My real contribution to my team, and to other teams at Bucknell has been my determination to create an atmosphere of acceptance and tolerance for all students and athletes.
My story began in high school where -- just as my mother, father and sister before me -- I started my running career as a distance runner on the cross country team. I did fairly well for a freshman, making the varsity team and running as the "fourth man," meaning I consistently was our fourth runner to score.
At the end of that season, my coach took me aside and told me that I was going to learn to hurdle. I followed his wishes and became a pretty good hurdler. By the end of my high school running career, I had earned a varsity letter for every season that I ran.
The truth, however, is that in many ways my success in high school, both on the field and in the classroom, was largely a result of me running away from my sexuality. Early in high school I realized why I had always felt different my whole life, but instead of admitting to myself I was gay, I threw myself entirely into my activities and excelled at nearly everything I did. This came at a price, as I didn't have many close friends in high school. The ones I had were almost all female and I never dated anyone. I realize now that I was very lonely and went through bouts of depression as I struggled with my sexuality.
Because of my grades and a particularly successful outdoor track season my junior year of high school, I was pretty heavily recruited to run in college. I looked at several schools but as soon as I visited Bucknell University's campus in central Pennsylvania, I fell in love and knew that it was where I was going to go.
In August 2006, I entered Bucknell and began my collegiate running career. I made friends with my fellow sprinters and hurdlers and they became my new family. For the first time I had a large group of close male friends, and it was wonderful. However, at 19, it was harder to deny myself sexually and I had started coming to terms with the fact that I was gay.

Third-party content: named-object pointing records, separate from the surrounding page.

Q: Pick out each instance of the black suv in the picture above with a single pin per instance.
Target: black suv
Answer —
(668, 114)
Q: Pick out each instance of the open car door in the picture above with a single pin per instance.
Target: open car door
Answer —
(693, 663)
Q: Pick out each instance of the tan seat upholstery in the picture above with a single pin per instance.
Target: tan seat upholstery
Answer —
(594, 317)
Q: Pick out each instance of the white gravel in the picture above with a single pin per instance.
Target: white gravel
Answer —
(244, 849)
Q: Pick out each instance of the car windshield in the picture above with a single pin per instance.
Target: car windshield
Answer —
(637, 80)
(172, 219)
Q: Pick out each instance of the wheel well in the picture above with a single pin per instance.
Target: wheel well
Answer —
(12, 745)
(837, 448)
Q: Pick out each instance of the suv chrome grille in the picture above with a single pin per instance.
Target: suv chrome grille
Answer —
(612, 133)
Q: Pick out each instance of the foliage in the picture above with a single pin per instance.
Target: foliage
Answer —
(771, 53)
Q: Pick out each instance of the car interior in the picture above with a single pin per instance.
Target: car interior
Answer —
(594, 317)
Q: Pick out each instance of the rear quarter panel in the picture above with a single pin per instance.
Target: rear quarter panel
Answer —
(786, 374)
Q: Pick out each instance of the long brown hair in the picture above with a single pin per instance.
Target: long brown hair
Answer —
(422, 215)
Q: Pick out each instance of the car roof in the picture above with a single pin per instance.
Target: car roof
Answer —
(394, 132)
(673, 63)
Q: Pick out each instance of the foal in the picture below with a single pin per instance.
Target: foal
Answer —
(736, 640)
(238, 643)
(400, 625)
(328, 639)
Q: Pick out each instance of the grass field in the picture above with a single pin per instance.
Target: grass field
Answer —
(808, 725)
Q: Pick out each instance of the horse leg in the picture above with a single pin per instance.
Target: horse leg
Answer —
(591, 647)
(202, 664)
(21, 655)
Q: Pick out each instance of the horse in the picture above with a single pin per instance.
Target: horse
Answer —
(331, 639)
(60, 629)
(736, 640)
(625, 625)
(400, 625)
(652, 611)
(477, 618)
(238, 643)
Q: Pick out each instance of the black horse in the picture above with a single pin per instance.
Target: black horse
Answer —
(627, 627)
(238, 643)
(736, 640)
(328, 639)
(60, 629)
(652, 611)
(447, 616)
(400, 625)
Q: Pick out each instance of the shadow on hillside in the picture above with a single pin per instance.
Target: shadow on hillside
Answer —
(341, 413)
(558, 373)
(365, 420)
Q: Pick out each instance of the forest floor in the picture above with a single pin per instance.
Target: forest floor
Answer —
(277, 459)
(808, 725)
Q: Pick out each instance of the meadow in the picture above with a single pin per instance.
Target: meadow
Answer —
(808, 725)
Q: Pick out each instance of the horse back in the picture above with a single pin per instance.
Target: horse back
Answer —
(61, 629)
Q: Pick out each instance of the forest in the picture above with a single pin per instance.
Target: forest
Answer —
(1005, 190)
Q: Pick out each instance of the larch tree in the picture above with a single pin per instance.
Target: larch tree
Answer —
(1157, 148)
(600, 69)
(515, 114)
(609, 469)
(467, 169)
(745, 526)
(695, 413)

I had still not told anyone and I had very little experience with men. I'd only had one experience with a guy from high school, who kept my confidence. We kept in touch when I went away to college because he was the only person I felt that I could talk to about my sexuality.
For the most part, my year went by pretty typically for a Bucknell student. I was learning how to handle college-level academics while balancing a full-time varsity sport. Unlike most Bucknell students, however, I was also always under constant fear that someone at school would question my sexuality or discover I was gay.
A fearful freshman
As a freshman, the locker room was never a fun place for me. I feared a teammate would accuse me of trying to check him out. And if it was discovered I was gay, I was afraid I wouldn't be allowed to use the locker room or possibly not even allowed to remain on the team. These fears were compounded by the fact that a lot of the upperclassman on the team used some many blunt, homophobic slurs. Hearing my teammates call each other "fag" and "homo" was a daily occurrence.
Despite those fears, I still loved my close group of friends, but I didn't feel comfortable enough to come out to them. That is until one day about halfway through the spring semester when everything changed.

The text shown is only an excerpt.